My late mother was a smart woman with an endearingly ditzy side. A lifelong voluptuous blonde, she always used to say “You have to be smart to act dumb,” which was probably a direct quote from a Marilyn Monroe movie like “How to Marry a Millionaire” or “Gentlemen Prefer Blondes.” Either way, Husband’s first comment upon meeting my mom eleven years ago was about how engaging her natural upbeat innocence was and how infectious her laugh. Now that we’re married a decade, he’s mentioning more and more how much I remind him of her, usually as I wander around a parking lot beeping the remote to locate my car. Don’t tell him, but more than once I’ve done that at the train station before remembering I walked that day. As every woman realizes at some time in her life, eventually we become our mothers.
Husband has frequently remarked that it often seems like I don’t know where I am. I would have to agree with him. Although my psyche is centered and my yin and yang feel perfectly balanced, geographically I’m as lost as a one-legged man in an ass-kicking contest. On our recent trip to Arizona, we got off the highway to visit some historic sight, and when we were ready to get back on Husband asked if I could read the sign in the distance that said AZ-51. I said that I could and should I look for east or west? He shot me an astonished look and said, “East or west? It runs north and south. We were just on it for twenty miles; didn’t you notice it was AZ-51N?” The short answer is: No. I don’t notice things like that. That’s what a GPS is for. There’s only so much room in my brain for trivia like location and direction. I prefer to go with the wise hippie logic of “Wherever you go, there you are.” It may not help in finding the nearest Golden Corral, but that much food isn’t good for you anyway.
It is an endless source of amusement for Husband to get off a hotel elevator with me and watch as I walk down the hallway in the wrong direction, again and again.

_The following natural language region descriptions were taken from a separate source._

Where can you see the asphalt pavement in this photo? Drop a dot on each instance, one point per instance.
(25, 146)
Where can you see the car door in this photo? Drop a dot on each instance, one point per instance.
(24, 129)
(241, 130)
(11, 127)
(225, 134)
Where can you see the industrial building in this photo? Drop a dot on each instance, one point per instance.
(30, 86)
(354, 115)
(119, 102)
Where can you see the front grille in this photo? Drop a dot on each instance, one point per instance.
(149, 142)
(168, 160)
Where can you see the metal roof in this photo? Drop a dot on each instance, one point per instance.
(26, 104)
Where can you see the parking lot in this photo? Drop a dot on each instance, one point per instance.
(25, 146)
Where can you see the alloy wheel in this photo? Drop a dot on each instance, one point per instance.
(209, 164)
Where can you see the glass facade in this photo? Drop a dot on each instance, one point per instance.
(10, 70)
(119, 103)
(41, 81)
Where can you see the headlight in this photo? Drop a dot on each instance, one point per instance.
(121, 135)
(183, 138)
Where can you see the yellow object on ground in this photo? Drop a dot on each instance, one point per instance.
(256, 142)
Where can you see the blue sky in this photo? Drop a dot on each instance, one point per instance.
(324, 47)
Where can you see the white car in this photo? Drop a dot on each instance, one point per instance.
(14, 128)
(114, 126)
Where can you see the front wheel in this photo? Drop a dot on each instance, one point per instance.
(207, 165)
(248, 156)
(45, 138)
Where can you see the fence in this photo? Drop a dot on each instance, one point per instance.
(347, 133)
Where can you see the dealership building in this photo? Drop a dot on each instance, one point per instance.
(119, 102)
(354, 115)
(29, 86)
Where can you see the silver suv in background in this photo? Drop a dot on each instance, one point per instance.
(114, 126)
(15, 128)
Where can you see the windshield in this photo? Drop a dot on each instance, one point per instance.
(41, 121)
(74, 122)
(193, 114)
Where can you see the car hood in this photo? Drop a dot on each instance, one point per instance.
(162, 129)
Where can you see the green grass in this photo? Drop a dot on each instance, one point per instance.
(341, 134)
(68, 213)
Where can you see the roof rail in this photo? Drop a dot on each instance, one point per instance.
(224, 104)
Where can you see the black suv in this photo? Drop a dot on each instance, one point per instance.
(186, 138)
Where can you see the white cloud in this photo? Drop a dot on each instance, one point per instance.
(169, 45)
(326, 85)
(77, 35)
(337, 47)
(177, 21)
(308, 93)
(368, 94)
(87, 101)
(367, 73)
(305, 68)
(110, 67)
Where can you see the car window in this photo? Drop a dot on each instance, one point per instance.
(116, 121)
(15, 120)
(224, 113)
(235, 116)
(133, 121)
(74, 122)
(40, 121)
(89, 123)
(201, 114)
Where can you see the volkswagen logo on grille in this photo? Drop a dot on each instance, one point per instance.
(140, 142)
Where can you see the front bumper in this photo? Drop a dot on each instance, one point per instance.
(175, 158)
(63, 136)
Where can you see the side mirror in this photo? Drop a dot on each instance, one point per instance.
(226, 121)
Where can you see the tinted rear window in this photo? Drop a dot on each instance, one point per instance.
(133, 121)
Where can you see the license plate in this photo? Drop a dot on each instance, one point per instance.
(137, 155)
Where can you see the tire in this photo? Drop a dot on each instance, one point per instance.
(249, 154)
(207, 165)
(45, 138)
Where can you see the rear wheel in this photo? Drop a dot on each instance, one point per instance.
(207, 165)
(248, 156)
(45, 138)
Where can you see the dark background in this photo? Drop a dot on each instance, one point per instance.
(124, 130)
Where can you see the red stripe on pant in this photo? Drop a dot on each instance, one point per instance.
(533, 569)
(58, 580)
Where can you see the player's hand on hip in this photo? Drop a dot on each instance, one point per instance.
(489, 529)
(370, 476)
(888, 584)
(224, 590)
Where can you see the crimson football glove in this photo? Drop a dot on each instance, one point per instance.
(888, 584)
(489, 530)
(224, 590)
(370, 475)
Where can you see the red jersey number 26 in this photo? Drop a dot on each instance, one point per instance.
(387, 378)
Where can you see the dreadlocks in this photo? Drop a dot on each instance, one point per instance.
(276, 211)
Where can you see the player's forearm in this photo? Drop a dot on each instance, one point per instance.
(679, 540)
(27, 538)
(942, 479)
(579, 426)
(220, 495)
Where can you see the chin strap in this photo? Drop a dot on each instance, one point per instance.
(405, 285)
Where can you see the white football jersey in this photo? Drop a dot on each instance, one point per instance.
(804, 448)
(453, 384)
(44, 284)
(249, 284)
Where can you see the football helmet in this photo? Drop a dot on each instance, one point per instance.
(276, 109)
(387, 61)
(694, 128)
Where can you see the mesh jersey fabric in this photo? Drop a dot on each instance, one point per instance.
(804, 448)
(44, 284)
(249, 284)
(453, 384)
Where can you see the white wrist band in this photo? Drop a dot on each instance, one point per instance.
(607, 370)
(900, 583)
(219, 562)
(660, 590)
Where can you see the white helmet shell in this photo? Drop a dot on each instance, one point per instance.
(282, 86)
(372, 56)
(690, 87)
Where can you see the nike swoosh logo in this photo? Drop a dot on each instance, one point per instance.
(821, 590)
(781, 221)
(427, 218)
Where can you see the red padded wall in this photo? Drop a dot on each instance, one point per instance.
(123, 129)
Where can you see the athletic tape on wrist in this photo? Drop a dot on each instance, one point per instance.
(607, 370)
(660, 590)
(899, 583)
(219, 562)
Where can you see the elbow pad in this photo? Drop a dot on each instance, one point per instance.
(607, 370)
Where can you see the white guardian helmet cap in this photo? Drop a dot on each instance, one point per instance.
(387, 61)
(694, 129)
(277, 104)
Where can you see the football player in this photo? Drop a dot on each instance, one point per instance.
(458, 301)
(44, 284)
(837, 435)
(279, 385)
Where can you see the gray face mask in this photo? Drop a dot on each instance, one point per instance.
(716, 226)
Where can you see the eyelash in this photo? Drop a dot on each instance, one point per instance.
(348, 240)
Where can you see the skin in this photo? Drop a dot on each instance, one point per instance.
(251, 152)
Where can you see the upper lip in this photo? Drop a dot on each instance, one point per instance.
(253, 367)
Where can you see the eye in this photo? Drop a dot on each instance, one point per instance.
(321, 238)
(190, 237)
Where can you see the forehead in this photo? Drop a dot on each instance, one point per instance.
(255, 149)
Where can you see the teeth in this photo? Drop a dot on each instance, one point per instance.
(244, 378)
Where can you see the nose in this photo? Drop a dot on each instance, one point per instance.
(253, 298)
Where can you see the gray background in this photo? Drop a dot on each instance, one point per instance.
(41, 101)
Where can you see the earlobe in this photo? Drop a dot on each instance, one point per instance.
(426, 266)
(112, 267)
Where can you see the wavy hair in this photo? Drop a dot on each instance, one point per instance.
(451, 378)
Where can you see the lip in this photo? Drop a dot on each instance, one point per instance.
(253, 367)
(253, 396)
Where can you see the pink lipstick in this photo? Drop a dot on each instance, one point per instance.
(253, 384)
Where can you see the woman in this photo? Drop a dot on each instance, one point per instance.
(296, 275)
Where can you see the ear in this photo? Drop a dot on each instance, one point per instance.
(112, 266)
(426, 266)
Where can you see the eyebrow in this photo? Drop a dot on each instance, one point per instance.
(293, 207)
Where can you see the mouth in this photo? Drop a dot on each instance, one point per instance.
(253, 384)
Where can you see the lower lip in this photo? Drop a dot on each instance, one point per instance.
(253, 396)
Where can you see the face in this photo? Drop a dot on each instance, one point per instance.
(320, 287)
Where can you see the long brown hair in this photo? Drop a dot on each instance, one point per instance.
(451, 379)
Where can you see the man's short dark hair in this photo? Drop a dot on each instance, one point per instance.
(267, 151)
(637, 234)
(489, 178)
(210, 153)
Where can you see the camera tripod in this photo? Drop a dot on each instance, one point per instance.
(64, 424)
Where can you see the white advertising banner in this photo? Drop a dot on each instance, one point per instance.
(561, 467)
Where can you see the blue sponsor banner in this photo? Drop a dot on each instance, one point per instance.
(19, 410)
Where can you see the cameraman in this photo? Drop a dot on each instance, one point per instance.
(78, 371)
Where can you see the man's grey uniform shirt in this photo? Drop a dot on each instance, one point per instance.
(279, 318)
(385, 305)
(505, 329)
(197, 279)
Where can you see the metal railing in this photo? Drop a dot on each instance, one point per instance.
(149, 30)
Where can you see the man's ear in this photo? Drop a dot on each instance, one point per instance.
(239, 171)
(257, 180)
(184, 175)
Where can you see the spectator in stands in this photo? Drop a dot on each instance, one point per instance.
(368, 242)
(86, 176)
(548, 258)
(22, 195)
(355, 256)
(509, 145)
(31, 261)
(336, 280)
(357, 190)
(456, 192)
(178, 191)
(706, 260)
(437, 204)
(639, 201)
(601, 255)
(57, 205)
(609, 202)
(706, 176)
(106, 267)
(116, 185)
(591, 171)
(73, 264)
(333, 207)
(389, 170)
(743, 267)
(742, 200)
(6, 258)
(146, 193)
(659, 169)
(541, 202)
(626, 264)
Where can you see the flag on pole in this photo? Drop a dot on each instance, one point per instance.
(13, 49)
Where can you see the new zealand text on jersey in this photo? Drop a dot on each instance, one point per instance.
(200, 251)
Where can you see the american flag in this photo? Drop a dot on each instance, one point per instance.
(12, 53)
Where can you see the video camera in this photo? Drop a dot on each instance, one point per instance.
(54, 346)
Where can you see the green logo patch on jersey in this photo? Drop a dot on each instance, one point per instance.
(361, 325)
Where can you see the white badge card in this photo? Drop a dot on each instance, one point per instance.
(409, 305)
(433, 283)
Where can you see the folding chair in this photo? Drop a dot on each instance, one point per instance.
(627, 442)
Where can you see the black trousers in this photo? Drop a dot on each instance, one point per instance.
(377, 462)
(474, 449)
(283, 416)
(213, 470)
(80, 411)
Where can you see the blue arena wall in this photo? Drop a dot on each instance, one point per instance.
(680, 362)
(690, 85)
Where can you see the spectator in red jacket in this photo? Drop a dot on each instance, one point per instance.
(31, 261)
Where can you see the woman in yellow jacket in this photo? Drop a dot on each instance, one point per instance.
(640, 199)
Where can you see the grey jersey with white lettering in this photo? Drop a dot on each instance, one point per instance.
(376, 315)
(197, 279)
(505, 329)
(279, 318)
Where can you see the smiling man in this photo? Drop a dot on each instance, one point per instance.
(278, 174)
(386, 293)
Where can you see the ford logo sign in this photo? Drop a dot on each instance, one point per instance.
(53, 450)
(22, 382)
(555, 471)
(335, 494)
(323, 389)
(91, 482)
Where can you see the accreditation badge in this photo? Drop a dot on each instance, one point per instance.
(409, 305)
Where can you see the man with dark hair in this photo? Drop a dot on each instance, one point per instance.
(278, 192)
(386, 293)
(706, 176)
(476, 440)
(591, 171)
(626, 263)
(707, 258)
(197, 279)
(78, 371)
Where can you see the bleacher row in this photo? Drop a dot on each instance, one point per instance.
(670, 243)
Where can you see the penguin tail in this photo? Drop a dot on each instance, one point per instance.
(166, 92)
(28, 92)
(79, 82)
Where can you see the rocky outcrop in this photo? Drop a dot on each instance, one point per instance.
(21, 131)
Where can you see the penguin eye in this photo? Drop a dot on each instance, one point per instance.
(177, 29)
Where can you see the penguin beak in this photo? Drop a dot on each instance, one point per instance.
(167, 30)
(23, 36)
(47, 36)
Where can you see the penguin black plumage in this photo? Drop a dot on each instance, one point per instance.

At some point on my journey, I realize he’s not responding to what I’m saying and I turn around to see him way far away by the elevator chuckling and shaking his head. It is then that he calls out my mother’s name and waves me in like an airplane on a runway. When I reach him, he invariably asks how it is that I have no inner compass whatsoever. I tell him I have an inner roulette wheel, and that makes my days infinitely more interesting. You never get bored if everything always seems fresh.
Somewhere in the universe there is a blonde with big boobs who always knows which way to go. I would like to think of us as twins separated at birth. Although I am brunette, and voluptuous only in my dreams, I would regale my long-lost sister with the dizzy blonde jokes that always made my mother laugh.
Why did the blonde write TGIF on the tops of her shoes?
To remind herself Toes Go In First.
My mother would give me a sly wink when she laughed at jokes like that because she knew that a little ditzy can be a real gift. Wherever that other phantom daughter of hers is, I hope she’s enjoying going in the right direction as much as I am wandering around. And no, I wouldn’t change places with her for anything.